BEIJING, Sept 7 (Reuters) – China’s exports and imports extended their decline in August as the twin pressures of weak foreign demand and weak consumer spending at home squeezed businesses in the world’s second-largest economy, although the decline was slower than expected.
While the trade numbers followed a run of other indicators showing a possible stabilization in China’s downturn, they were far below the growth economists had expected earlier this year when the government dropped its strict COVID restrictions.
Exports fell 8.8% in August after falling 14.5% in July, beating a Reuters poll forecast of 9.2%, customs data showed on Thursday. Meanwhile, imports contracted 7.3%, a slower-than-expected 9.0% decline and a 12.4% drop last month.
China’s economy is at risk of missing Beijing’s annual growth target of 5% as authorities wrestle with a worsening asset slump, weak consumer spending and falling credit growth, prompting analysts to downgrade forecasts for the year.
“The trade data is somewhat better, but I don’t think we should read too much into it: trade is still contracting,” said Frederic Newman, HSBC’s chief Asia economist.
“There is a sign of stabilization here, but I think there is still a long way to go,” he added.
Beijing has announced a series of measures to boost growth in recent months, with the central bank and top financial regulator last week easing some borrowing rules to help homebuyers.
But analysts caution that these measures may have little impact as the labor market recovery slows and household income expectations remain uncertain.
“Despite some progress, the figures suggest headwinds persist,” said Zhou Hao, chief economist at Gutoi Junan International. “Looking ahead, whether China’s trade growth has already bottomed out will depend on a number of factors, the most important of which is domestic demand.”

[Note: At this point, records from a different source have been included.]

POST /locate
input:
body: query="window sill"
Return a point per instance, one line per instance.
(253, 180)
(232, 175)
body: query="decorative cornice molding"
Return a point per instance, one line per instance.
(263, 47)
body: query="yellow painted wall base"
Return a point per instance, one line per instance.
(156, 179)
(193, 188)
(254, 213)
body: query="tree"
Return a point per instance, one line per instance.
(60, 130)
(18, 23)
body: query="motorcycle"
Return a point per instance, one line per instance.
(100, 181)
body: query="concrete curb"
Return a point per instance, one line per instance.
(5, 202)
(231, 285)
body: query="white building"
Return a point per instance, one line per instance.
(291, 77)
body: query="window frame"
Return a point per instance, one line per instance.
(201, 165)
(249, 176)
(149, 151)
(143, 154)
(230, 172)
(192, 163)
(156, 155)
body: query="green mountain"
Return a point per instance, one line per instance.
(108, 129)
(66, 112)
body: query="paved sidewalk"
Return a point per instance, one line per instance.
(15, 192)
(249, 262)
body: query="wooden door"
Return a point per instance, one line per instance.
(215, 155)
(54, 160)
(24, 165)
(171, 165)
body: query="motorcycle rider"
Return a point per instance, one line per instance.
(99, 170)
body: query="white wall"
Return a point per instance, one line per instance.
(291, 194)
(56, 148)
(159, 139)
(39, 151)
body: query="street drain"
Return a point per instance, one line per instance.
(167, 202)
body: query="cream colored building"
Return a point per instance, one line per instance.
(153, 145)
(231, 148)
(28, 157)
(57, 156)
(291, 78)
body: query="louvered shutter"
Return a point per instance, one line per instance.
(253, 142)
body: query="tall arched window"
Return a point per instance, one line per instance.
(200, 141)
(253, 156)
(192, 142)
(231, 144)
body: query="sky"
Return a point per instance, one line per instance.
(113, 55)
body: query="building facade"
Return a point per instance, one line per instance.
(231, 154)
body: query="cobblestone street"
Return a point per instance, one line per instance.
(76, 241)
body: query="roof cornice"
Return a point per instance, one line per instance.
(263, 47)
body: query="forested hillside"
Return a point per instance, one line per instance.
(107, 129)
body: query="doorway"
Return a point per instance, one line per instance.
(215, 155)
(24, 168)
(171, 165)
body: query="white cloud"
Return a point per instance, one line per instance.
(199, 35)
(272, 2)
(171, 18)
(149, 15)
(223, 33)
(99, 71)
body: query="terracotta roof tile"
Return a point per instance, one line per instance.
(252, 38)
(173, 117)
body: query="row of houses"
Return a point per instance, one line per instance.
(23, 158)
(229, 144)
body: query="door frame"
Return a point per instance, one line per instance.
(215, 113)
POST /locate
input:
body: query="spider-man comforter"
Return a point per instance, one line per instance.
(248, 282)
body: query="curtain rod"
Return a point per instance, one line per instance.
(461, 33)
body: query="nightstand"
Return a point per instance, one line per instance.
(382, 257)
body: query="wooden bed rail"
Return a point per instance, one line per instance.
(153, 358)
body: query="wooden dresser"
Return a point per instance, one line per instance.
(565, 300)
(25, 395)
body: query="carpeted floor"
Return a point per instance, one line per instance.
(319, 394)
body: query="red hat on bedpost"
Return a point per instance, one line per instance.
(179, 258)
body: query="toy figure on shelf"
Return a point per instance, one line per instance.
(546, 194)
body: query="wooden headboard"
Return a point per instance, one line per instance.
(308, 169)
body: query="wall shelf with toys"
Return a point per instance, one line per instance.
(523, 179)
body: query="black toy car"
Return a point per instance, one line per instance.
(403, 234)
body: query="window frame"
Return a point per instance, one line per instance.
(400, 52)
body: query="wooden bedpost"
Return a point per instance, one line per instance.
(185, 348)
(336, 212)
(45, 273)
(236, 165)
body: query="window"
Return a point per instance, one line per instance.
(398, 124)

Governments around the world are nervous about China’s economic slowdown, with many exporting countries heavily dependent on the market for the country’s growth.
South Korean exports to China, a leading indicator of the latter’s imports, fell by a fifth last month, down from 27.5% a month earlier, another nod to conditions prevailing in China.
Trade with the US, Southeast Asia and Australia declined.
However, trade with Japan fell sharply, with China’s exports to its neighbor falling 20% year-on-year in August, while imports worsened 17%.
Policymakers in Tokyo fear China’s deepening economic woes will hit Japan’s fragile recovery, especially if Beijing fails to boost demand with meaningful stimulus.
Crude oil exports to China were up 31% in August from a year ago and up 21% in July, while soybean imports in August also rose 31% from a year ago, boosted by cheaper prices in Brazil.
While some analysts saw signs of stability in the data, investors were unimpressed with the yuan hitting a 10-month low and the Australian dollar, seen as a proxy for Chinese growth, weakening after the data.
China posted a trade surplus of $68.36 billion in August, compared to an estimate of $73.80 billion and $80.6 billion in July.
“Due to the low floor at the end of last year, exports are more likely to return to growth at the end of this year,” said Ni Wen, economist at the Huabao Foundation.